The prognosis for people with this disease was very poor in the past however improvements in the diagnosis and treatment methods implemented for lupus has significantly enhanced the likelihood of surviving with the condition. Once the disease is treated most people with the disease can lead regular lives.

Because it is an autoimmune disease, it not only attacks foreign substances that may enter the body, such as bacteria and viruses, but also triggers the immune system to attack healthy tissue. As said before this brings about inflammation and consequential injury to different sections of the body, including the joints, skin, kidneys, heart, lungs, blood vessels and brain.
It is not yet known what causes the disease, like other autoimmune diseases it is a mystery. It is theorized that it is the result of a combination of factors, most notably, the patient’s genes and the environment. Some experts also believe that a person may inherit a predisposition to lupus, but not the actual disease itself. Instead, people with this probable inherited predisposition for the disease may only develop the condition when they make some form of contact with something in the environment that may induce lupus, including some types of medication or a virus.

The disease does not always develop in the same way for all individuals who are plagued by the disease . Signs and symptoms may materialize suddenly or develop over time.

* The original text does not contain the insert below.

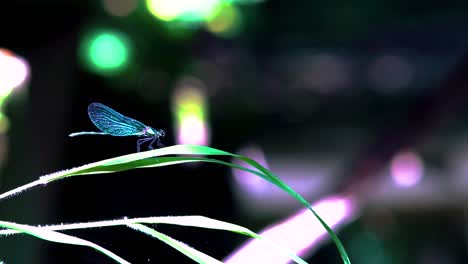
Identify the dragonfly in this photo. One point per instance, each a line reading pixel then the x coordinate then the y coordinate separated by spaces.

They may be mild or severe, and may be transient with fluctuating periods of the associated symptoms or permanent. Most people affected by lupus have a mild form of the disease characterized by episodes which are deemed flares when signs and symptoms are worsened for a short period, then improve or even disappear entirely for some time.
The signs and symptoms of lupus that an individual will experience will greatly depend on the areas of the body that are affected by the condition. However the more regular signs and symptoms may include any of the following:

Memory loss
Weight loss or gain
Fingers and toes that turn white or blue during exposure to cold or during stressful periods. This is called Raynaud’s phenomenon.
Joint pain, stiffness and swelling
Butterfly-shaped rash or malar rash on the face that covers sections of the cheeks and the bridge of the nose
Skin lesions that appear and are actually worsened by sun exposure
Mouth sores
Hair loss (alopecia)
Shortness of breath
Chest pain
Dry eyes
Easy bruising

Once an individual develops an unexplained rash, ongoing fever, persistent aching or fatigue, he or she should consult a doctor to rule out the possibility that it could be lupus.

Once a person has been diagnosed with lupus, he or she should have regular consultations with a doctor so that the condition can be treated and monitored effectively. Also any new symptoms should be looked on immediately.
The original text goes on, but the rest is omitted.